O segundo exemplo é este: “Tendo Jesus nascido em Belém da Judéia, em dias do rei Herodes, eis que vieram uns magos do oriente a Jerusalém…” (Mateus 2.1). Esta é a verdade: uns magos. Ninguém, até hoje, conseguiu provar a historicidade dos três reis magos. A Bíblia não diz quantos eram nem os apresenta como reis, e é imprudente tirar conclusões apressadas baseando-se apenas nos presentes ofertados ao menino Jesus.

Talvez fossem eles conselheiros reais na Babilônia, pessoas ilustres, pois como tais foram recebidos em Jerusalém. Mas não se pode afirmar que eram reis, nem que eram três. Se fosse apenas três, como poderiam eles atravessar milhares de quilômetros, às vezes por desertos infestados de bandidos?

H. H. Halley, em seu Manual Bíblico, sugere mais de três e ainda acompanhados de uma comitiva composta de dezenas ou centenas de pessoas, ao ponto de alvoroçarem toda a cidade de Jerusalém. É fato histórico que uns magos, vindos do Oriente, seguiram a estrela e visitaram o menino Jesus, mas não passa de mito tudo o mais que não se pode provar pela Bíblia ou pela história.

O terceiro exemplo está em Mateus 2.11: “Entrando na casa, viram o menino com Maria, sua mãe…”

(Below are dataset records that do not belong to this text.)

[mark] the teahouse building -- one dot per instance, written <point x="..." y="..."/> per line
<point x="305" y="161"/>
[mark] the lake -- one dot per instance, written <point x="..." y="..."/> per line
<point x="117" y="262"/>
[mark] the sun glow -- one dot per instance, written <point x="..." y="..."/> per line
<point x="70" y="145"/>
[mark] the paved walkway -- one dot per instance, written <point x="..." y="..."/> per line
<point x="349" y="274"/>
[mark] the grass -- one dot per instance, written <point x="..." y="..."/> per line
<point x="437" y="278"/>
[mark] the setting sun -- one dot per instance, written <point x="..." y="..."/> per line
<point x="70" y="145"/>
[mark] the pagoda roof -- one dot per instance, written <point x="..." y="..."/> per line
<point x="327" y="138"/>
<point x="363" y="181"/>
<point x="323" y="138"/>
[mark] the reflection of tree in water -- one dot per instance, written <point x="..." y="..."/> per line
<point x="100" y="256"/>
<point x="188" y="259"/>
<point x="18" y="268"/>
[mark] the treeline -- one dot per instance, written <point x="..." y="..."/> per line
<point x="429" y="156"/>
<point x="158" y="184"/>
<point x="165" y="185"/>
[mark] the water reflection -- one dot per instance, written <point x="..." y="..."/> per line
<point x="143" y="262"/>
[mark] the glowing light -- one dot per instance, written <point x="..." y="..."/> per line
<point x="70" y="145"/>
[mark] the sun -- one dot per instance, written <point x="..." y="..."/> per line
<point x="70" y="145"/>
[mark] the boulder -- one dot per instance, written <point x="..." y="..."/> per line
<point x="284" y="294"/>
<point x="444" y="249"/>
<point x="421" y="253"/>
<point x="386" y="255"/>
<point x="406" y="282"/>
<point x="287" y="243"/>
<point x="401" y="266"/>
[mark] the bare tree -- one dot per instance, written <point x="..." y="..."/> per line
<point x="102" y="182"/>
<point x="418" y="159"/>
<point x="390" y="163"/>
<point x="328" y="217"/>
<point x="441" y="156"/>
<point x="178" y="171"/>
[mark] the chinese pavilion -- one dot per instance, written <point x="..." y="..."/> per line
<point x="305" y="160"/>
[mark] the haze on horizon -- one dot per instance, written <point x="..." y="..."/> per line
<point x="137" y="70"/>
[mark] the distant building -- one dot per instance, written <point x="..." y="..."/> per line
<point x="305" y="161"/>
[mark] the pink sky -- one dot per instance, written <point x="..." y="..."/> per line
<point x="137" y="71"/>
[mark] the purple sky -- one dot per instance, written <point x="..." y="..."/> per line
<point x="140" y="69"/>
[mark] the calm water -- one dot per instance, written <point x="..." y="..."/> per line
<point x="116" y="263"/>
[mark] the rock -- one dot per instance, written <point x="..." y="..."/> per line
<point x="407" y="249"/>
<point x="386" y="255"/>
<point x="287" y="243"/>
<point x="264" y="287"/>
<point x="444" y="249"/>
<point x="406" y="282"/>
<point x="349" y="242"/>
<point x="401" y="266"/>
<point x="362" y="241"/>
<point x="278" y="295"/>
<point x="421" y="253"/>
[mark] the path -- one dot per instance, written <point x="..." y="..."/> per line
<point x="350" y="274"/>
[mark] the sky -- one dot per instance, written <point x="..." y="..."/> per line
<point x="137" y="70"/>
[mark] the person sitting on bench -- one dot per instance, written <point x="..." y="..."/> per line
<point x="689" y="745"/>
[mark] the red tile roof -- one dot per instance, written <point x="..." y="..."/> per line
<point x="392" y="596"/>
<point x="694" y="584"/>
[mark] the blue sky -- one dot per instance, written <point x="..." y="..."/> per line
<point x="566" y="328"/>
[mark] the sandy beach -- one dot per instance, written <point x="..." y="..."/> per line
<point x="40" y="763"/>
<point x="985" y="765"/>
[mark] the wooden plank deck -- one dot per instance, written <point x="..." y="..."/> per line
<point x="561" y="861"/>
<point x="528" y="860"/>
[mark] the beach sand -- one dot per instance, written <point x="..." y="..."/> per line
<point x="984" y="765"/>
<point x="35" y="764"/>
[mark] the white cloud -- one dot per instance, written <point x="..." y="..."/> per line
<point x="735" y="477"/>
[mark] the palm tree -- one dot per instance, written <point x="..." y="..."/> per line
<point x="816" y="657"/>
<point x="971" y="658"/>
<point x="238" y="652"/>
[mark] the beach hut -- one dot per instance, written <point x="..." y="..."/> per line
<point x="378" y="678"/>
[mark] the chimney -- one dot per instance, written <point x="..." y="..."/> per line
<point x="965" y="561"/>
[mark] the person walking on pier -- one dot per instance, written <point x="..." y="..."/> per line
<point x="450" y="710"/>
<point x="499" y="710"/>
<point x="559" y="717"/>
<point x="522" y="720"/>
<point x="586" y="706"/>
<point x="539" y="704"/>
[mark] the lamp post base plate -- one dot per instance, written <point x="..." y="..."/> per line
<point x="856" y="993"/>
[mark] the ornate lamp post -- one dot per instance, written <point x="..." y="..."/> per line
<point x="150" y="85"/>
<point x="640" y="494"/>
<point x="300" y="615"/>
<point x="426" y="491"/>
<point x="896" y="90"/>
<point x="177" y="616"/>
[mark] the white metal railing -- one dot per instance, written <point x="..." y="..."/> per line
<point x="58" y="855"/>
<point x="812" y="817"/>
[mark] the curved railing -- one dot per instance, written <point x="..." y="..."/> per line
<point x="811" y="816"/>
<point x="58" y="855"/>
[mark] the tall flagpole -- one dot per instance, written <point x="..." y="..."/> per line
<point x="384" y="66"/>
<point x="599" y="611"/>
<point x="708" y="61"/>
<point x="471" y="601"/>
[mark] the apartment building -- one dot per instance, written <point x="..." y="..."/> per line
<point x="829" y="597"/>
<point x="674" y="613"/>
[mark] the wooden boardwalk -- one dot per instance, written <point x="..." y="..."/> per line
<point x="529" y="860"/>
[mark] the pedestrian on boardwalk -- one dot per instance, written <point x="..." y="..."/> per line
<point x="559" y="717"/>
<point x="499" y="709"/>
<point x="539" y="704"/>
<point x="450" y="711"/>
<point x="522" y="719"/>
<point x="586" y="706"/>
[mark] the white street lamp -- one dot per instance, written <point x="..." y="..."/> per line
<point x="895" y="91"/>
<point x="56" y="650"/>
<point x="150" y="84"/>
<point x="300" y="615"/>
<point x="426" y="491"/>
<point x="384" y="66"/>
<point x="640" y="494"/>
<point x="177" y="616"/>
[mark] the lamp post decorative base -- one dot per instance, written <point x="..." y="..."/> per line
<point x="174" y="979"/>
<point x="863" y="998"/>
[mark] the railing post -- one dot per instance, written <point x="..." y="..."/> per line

O fato bíblico é: entrando na casa. O mito é: entrando na manjedoura. São comuns as representações (até em templos evangélicos!!!) de Jesus deitado num berço de palhas, na manjedoura, recebendo os presentes dos magos. Tais insinuações não possuem respaldo bíblico. As palavras usadas para recém-nascido e menino são diferentes, e Mateus se serve exatamente da última, cujo significado é o de uma criança entre um e dois anos de idade. É o que se infere do fato de Herodes mandar “matar todos os meninos de Belém, de dois anos para baixo, conforme o tempo do qual com precisão informara dos magos” (Mateus 2.16).

Felizmente, mediante os recursos fornecidos pelos magos, José e Maria, “avisados por divina revelação”, fugiram para o Egito levando Jesus, para que se cumprisse Oséias 11.1: “Do Egito chamei o meu filho”.

Por, Abraão de Almeida.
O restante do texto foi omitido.